Statistical Reasoning is affected by various sources of Uncertainty: randomness, imprecision, vagueness, partial ignorance, etc. Traditional statistical paradigms (such as Statistical Inference, Exploratory Data Analysis, Statistical Learning) are not capable to account for the complex action of Uncertainty in real life applications of Statistical Reasoning. A conceptual framework, called "Informational Paradigm", is introduced in order to analyze the role of Information and Uncertainty in these complex contexts. Regression Analysis is taken as the reference problem for developing the discussion. Three basic sources of Uncertainty are considered in this respect: (1) uncertainty about the relationship between response and explanatory variables; (2) uncertainty about the relationship between the observed data and the "universe" of possible data; (3) uncertainty about the observed values of the variables (imprecision, vagueness). Some of the available methods for coping with these different types of Uncertainty are discussed in an orderly way, from the simpler cases where only one source at a time is dealt with, to the more complex ones where all sources act together. Probabilistic and Fuzzy-Possibilistic tools are exploited, in this connection. In spite of the recent relevant contributions in this domain, the weaknesses and deficiencies of the current procedures for managing Uncertainty in Regression Analysis, as well as in other areas of Statistics, are emphasized. The elements of a generalized system of Statistical Reasoning, capable to deal with the various sources of Uncertainty, are finally introduced and the lines for future investigation in this perspective are indicated.

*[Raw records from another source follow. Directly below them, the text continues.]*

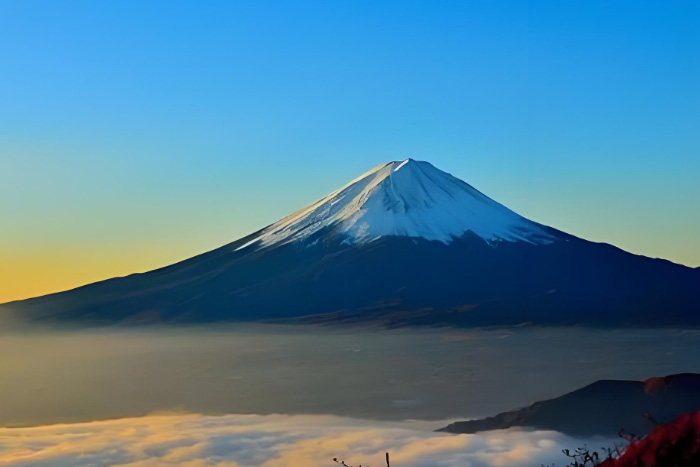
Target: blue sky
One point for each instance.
(133, 134)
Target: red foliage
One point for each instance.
(676, 444)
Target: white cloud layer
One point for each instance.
(270, 441)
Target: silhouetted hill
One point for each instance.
(604, 407)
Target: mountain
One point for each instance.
(602, 408)
(404, 243)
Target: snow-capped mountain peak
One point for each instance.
(404, 198)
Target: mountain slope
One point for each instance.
(604, 408)
(404, 243)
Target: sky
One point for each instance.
(136, 134)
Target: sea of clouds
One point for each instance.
(272, 441)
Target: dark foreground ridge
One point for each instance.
(602, 408)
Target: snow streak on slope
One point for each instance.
(405, 198)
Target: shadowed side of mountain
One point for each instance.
(404, 243)
(602, 408)
(395, 281)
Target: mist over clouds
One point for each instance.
(271, 441)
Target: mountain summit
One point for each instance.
(404, 243)
(406, 199)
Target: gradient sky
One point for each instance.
(134, 134)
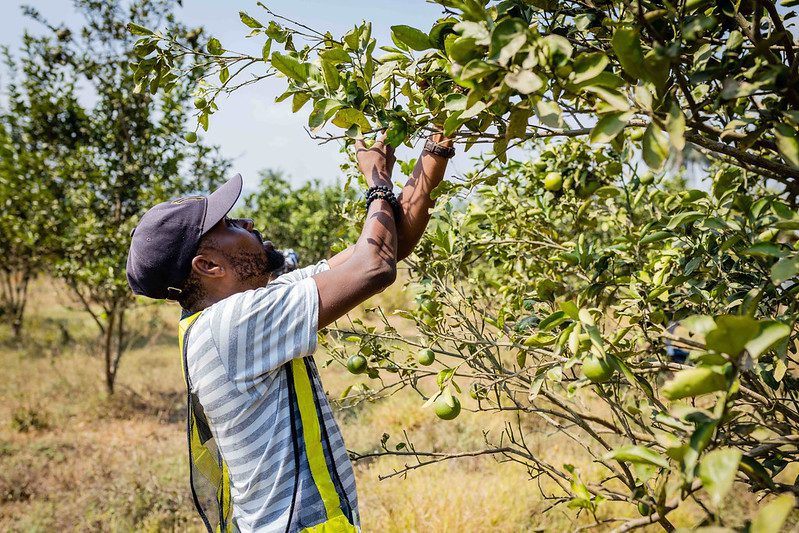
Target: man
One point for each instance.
(266, 453)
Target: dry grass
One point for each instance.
(72, 458)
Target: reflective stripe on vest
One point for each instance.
(215, 471)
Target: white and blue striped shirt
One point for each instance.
(236, 358)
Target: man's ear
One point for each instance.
(205, 265)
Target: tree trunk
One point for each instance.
(114, 337)
(14, 297)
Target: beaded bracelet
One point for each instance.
(384, 193)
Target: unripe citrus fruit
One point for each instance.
(597, 370)
(356, 364)
(426, 356)
(553, 181)
(445, 411)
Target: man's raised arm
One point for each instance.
(415, 201)
(371, 264)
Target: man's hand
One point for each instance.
(375, 163)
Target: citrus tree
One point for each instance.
(310, 218)
(582, 281)
(129, 156)
(40, 122)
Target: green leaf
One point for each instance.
(694, 382)
(549, 113)
(772, 516)
(571, 310)
(298, 101)
(289, 66)
(764, 249)
(265, 51)
(349, 116)
(554, 319)
(558, 48)
(655, 147)
(507, 39)
(336, 55)
(699, 324)
(656, 236)
(411, 37)
(608, 127)
(683, 219)
(517, 122)
(787, 144)
(476, 69)
(523, 81)
(785, 269)
(616, 99)
(331, 75)
(717, 472)
(731, 334)
(588, 66)
(214, 47)
(455, 102)
(627, 45)
(638, 455)
(323, 110)
(462, 50)
(135, 29)
(249, 21)
(771, 333)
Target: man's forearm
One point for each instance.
(415, 198)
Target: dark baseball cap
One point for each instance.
(166, 239)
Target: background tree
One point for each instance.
(552, 285)
(42, 121)
(310, 218)
(131, 157)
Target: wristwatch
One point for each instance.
(439, 149)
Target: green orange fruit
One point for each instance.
(598, 370)
(356, 364)
(425, 356)
(553, 181)
(445, 410)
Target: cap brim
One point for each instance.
(221, 201)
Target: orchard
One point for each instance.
(626, 238)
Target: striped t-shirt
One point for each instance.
(237, 352)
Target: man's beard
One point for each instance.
(251, 265)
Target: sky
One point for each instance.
(251, 129)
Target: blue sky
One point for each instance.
(250, 127)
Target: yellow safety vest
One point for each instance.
(210, 482)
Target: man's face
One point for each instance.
(252, 259)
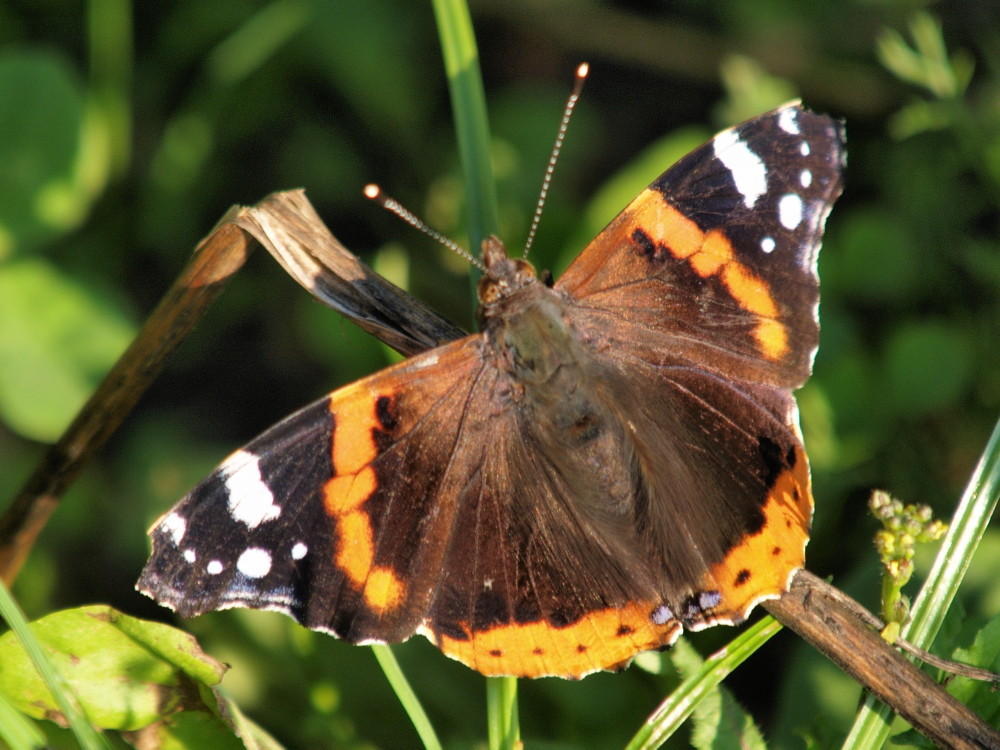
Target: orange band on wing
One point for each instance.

机译:统计推理受不确定性的各种因素的影响:随机性,不精确性,模糊性,部分无知等。传统的统计范式(例如统计推断,探索性数据分析,统计学习)无法真正解决不确定性的复杂作用统计推理在生活中的应用。为了分析信息和不确定性在这些复杂环境中的作用,引入了一个称为“信息范式”的概念框架。回归分析被视为进行讨论的参考问题。在这方面考虑了三个不确定性的基本来源:(1)关于响应和解释变量之间关系的不确定性; (2)观测数据与可能数据“宇宙”之间关系的不确定性; (3)变量观测值的不确定性(不精确性,模糊性)。应对这些不同类型不确定性的一些可用方法进行了有序讨论,从较简单的情况(一次只处理一个来源)到较复杂的情况(所有来源共同作用)。在这方面,利用了概率和模糊可能性工具。尽管最近在此领域做出了相关贡献,但仍强调了目前用于管理回归分析不确定性以及其他统计领域不确定性程序的弱点和不足。最后介绍了能够处理各种不确定性来源的广义统计推理系统的要素,并指出了从这一角度进行进一步研究的思路。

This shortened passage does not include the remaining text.